LOOK CLOSER · the ram caught by its horns

There is one more thread the synagogue ties to this day, and it is a beautiful one. The reading long appointed for Yom Teruah is the binding of Isaac (Genesis 22) — the day a father climbed a mountain to give up his only son, and at the last moment God provided a substitute: "Abraham lifted up his eyes and looked, and behold, behind him was a ram, caught in a thicket by his horns" (Genesis 22:13). A ram, caught by the horns — and the horn of a ram is the shofar, the very trumpet of this feast. On the day of the great blast, Israel reads about the day a son was spared because God Himself supplied the offering, and the offering was a ram whose horn now sounds the alarm.
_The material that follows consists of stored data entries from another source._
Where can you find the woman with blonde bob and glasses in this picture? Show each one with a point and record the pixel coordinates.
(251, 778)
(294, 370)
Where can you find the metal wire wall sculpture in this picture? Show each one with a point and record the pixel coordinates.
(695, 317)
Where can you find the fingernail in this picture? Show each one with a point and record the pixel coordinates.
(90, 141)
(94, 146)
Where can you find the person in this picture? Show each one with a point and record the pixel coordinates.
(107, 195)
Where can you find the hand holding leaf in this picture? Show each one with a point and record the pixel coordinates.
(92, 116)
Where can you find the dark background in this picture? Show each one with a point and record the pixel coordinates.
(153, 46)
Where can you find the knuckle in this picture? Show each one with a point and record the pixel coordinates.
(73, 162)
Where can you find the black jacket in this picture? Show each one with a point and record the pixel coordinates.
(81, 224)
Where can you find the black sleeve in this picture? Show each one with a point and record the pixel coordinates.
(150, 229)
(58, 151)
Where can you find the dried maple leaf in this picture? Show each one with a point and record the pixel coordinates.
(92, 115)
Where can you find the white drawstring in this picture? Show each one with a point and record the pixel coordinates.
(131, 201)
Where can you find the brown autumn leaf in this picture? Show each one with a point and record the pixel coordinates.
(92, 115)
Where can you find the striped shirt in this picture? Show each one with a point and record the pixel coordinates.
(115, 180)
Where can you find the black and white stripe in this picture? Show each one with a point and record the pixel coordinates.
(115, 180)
It binds the whole story together: the Father who provided the Lamb at the first coming is the Father whose trumpet will announce the second, and the horn that calls us to wake is the horn of the substitute caught on the mountain in the son's place. Abraham named that mountain "the LORD will provide" — and on the day of the trumpet, the feast remembers that He did, and trusts that He will again.

WALK ON

So this is the appointment we are living before. The spring is fulfilled; the summer of waiting is long; and the next sound on the calendar is a trumpet not yet blown. The feast does not tell you the date — by design it cannot — and that refusal is itself the message. You are not asked to crack a timeline; you are asked to live awake, and to spend the season turning. Keep the watch the way the feast teaches it: not staring at the sky calculating, but living each ordinary ripening day as a child who has heard the alarm is coming and wants, more than anything, to know the sound when it finally splits the silence — to be found turned toward home, not away; awake, and glad, and ready, on the morning the horn goes up for real and the King is crowned.